Figure 9 provides a detailed comparison for a representative scenario to further validate the physical feasibility and security of the dispatch solutions, illustrating key power flow results—the node voltage magnitudes and unit power outputs—obtained from the PIRL algorithm and the PPO baseline. The dispatch strategy from the trained PIRL algorithm ensures that both the unit outputs and node voltages adhere to their constraints, guaranteeing system security. In contrast, the PPO algorithm exhibits several limit violations.

By statistically analyzing the constraint violation of dispatch decisions of each dispatch interval made by different algorithms across the four scenarios (Figure 10), the PPO algorithm exhibits minor limit violations, whereas the PIRL algorithm successfully ensures all dispatch decisions strictly adhere to operational safety constraints without violations. Furthermore, a comprehensive performance comparison between the two algorithms is summarized in

Table 2. Optimality and security comparison analysis.

Scenario	Constraint Satisfaction Rate/%		Optimality Gap Metric (Mean)/%		Computation Time/ms
	PIRL	PPO	PIRL	PPO	PIRL	PPO	IPS
1	100	89.6	−0.41	−1.34	8	8	426
2	100	97.9	−0.36	−1.18	/	/	/
3	100	89.6	−0.41	−1.35	/	/	/
4	100	89.6	−0.39	−1.30	/	/	/

, covering metrics of optimality, security, and computational speed. In terms of speed, both the PIRL and PPO algorithms achieve millisecond-level decision times (approximately 8 ms), significantly outperforming the traditional interior point method (426 ms). Beyond this shared efficiency, the analysis demonstrates that the PIRL algorithm achieves statistically significant superiority over PPO in both safety compliance and optimality. This evidence highlights PIRL’s enhanced capability to balance economic objectives with rigorous safety guarantees in power system dispatch tasks.

5. Conclusions and Discussion

In this paper, a Markov decision model is established based on a real-time OPF problem of a power system, and the PIRL algorithm is formed by injecting a physical knowledge regularization term into the actor network of the PPO algorithm, effectively solving the real-time scheduling problem. The superiority of the proposed method is verified by testing in the IEEE 39-bus system.
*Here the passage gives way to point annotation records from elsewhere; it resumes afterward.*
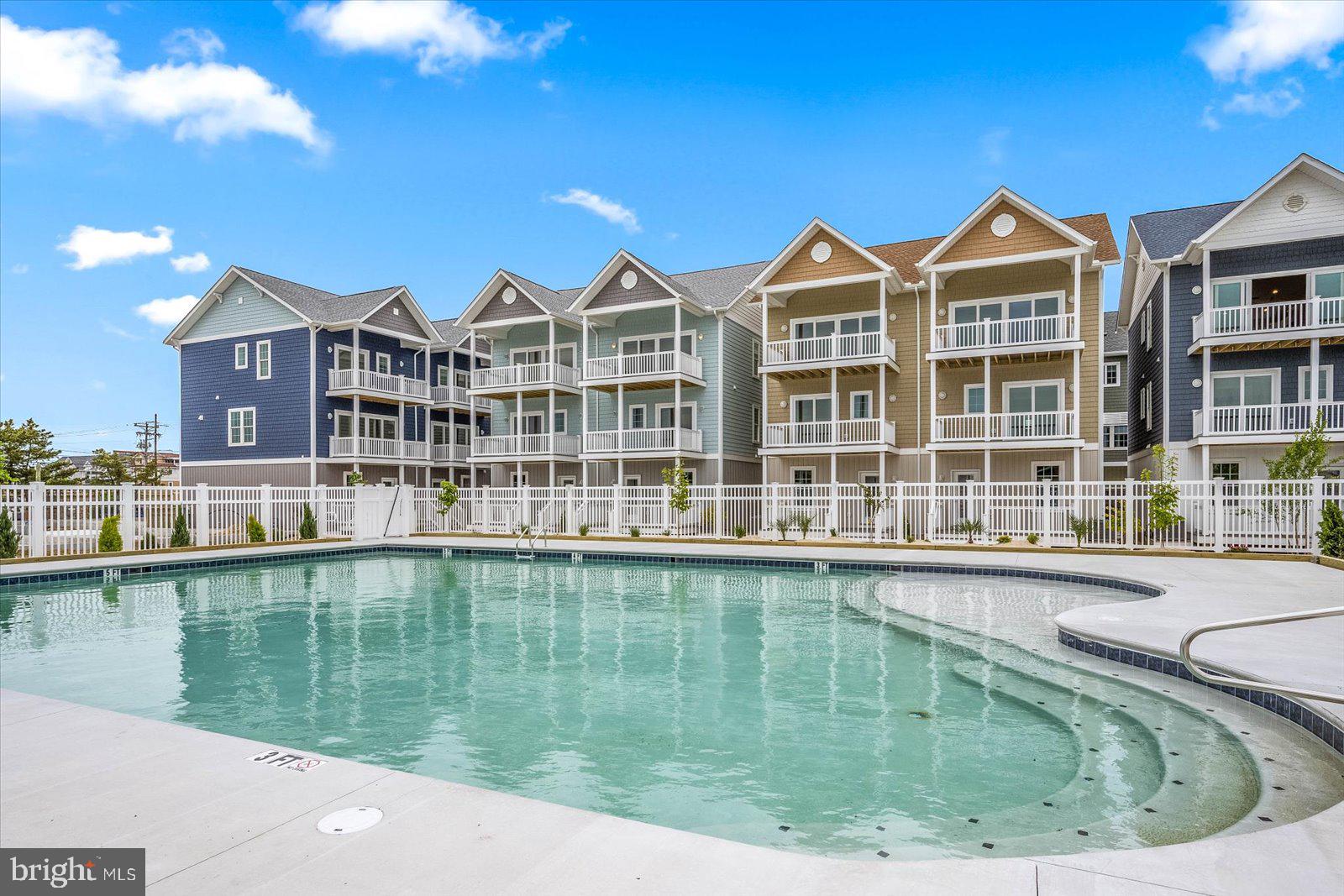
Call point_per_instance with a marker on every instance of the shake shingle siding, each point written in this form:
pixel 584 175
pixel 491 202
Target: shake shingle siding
pixel 1147 367
pixel 281 402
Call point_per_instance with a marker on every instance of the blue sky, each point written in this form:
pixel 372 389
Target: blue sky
pixel 355 147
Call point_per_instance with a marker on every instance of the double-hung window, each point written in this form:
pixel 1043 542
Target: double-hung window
pixel 264 359
pixel 242 426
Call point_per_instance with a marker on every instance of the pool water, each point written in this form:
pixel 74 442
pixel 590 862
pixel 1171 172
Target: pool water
pixel 765 705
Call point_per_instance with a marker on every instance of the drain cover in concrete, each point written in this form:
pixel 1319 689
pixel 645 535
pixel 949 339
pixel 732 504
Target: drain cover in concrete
pixel 349 821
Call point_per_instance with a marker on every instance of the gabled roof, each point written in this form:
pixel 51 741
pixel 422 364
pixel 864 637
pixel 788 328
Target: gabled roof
pixel 1168 234
pixel 313 305
pixel 1003 194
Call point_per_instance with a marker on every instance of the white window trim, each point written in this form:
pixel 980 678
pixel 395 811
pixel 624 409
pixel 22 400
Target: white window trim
pixel 965 398
pixel 696 414
pixel 1276 389
pixel 1304 374
pixel 270 364
pixel 1003 302
pixel 228 426
pixel 671 335
pixel 1059 383
pixel 873 411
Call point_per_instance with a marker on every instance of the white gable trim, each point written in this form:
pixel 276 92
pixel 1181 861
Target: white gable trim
pixel 804 235
pixel 995 197
pixel 1328 175
pixel 481 300
pixel 213 295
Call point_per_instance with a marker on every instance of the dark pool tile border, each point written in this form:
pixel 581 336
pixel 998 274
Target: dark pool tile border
pixel 1290 710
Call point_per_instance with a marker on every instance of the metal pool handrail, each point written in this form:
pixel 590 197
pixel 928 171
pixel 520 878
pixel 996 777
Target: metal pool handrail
pixel 1250 624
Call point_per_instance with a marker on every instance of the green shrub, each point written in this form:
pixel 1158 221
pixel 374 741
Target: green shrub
pixel 8 537
pixel 109 537
pixel 1331 531
pixel 181 533
pixel 308 524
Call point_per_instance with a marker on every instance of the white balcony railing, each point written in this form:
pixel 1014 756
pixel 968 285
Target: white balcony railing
pixel 524 376
pixel 375 382
pixel 824 349
pixel 827 432
pixel 663 439
pixel 558 443
pixel 456 396
pixel 1005 427
pixel 643 364
pixel 1019 331
pixel 1268 419
pixel 1270 317
pixel 390 449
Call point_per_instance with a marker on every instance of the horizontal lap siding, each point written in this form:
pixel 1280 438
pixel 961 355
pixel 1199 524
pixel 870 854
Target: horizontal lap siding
pixel 979 241
pixel 281 402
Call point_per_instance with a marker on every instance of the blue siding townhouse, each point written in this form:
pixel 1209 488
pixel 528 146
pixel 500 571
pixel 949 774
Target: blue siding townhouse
pixel 1236 318
pixel 286 385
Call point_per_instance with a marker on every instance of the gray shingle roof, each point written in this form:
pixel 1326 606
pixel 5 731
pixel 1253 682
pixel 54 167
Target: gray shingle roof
pixel 320 305
pixel 1167 234
pixel 1115 338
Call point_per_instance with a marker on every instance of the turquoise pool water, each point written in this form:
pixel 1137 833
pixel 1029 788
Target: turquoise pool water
pixel 772 707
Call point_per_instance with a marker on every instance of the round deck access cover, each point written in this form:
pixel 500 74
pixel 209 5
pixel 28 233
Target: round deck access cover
pixel 349 821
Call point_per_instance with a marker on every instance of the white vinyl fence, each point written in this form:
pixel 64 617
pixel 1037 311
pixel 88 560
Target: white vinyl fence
pixel 55 520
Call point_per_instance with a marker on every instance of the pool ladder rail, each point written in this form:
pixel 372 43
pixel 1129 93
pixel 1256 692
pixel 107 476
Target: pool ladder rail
pixel 1284 691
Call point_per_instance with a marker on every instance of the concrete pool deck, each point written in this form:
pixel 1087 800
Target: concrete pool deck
pixel 213 822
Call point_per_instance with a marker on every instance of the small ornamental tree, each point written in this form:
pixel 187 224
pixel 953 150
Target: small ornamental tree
pixel 308 524
pixel 181 533
pixel 447 500
pixel 109 537
pixel 8 537
pixel 1163 495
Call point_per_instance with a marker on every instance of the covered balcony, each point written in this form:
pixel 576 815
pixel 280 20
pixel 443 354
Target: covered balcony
pixel 827 436
pixel 381 449
pixel 1268 419
pixel 533 445
pixel 643 443
pixel 1021 427
pixel 644 369
pixel 374 385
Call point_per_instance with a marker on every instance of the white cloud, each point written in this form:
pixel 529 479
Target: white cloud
pixel 1272 103
pixel 441 35
pixel 93 246
pixel 112 329
pixel 165 312
pixel 187 43
pixel 190 264
pixel 992 144
pixel 1268 35
pixel 77 73
pixel 600 206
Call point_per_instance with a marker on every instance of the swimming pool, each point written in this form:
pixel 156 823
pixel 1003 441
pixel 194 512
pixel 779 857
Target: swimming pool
pixel 773 707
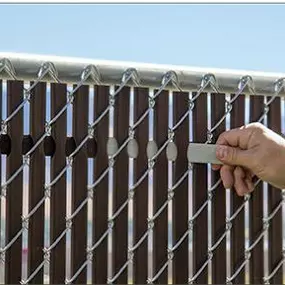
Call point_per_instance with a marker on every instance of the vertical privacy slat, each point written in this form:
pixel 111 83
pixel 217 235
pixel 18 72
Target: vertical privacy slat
pixel 58 191
pixel 200 189
pixel 141 196
pixel 219 197
pixel 15 189
pixel 237 232
pixel 100 208
pixel 160 185
pixel 180 103
pixel 13 263
pixel 79 183
pixel 1 98
pixel 256 212
pixel 275 230
pixel 121 132
pixel 37 180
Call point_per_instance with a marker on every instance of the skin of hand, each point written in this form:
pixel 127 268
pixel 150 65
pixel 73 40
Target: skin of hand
pixel 252 150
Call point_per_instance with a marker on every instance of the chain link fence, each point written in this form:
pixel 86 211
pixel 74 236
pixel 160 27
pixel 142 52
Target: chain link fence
pixel 96 186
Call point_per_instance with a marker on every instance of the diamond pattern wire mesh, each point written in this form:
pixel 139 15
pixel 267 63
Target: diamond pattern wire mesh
pixel 124 225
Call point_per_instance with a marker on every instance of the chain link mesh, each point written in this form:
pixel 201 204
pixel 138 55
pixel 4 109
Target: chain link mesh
pixel 131 76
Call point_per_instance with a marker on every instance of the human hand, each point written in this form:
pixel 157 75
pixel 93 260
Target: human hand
pixel 248 151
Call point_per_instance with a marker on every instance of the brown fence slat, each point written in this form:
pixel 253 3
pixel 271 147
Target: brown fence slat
pixel 1 92
pixel 180 202
pixel 256 207
pixel 274 195
pixel 37 180
pixel 58 191
pixel 219 197
pixel 160 185
pixel 15 189
pixel 141 196
pixel 237 231
pixel 100 200
pixel 121 133
pixel 79 184
pixel 200 237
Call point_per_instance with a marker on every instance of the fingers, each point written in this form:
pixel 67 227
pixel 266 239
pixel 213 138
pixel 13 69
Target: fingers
pixel 238 137
pixel 235 156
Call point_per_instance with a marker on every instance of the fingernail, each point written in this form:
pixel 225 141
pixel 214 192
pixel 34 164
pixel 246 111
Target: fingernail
pixel 221 151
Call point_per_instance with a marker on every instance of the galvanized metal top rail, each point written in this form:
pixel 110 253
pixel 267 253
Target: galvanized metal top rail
pixel 26 67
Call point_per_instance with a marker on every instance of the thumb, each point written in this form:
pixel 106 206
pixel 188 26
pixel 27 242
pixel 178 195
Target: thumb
pixel 234 156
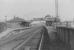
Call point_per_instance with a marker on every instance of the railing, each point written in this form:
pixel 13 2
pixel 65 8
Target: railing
pixel 64 34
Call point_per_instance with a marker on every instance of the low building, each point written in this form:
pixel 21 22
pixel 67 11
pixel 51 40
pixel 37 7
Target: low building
pixel 16 22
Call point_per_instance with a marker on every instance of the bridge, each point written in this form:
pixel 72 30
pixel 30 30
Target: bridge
pixel 39 38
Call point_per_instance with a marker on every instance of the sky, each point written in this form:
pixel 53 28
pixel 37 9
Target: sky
pixel 29 9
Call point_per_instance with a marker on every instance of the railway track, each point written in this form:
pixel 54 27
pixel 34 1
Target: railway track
pixel 31 39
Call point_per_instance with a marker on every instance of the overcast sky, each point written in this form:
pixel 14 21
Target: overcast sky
pixel 36 8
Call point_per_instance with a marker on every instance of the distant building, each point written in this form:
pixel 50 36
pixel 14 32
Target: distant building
pixel 17 22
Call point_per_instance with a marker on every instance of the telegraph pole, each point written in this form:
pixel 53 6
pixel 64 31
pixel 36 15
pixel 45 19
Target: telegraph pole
pixel 5 18
pixel 56 8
Compared with the classic PPO algorithm, guided by the exploration through the regularization terms, the learning and exploration efficiency of the PIRL algorithm is improved in the early training stage. In addition, explicit physical knowledge can establish the direct connection between the target and the action, which can improve the convergence ability and the credibility of the neural network in the late training stage.

At the same time, the proposed algorithm has limitations, such as its reliance on a single form of physical knowledge injection. Thus, more embeddable knowledge and embedding methods need to be further explored in subsequent research.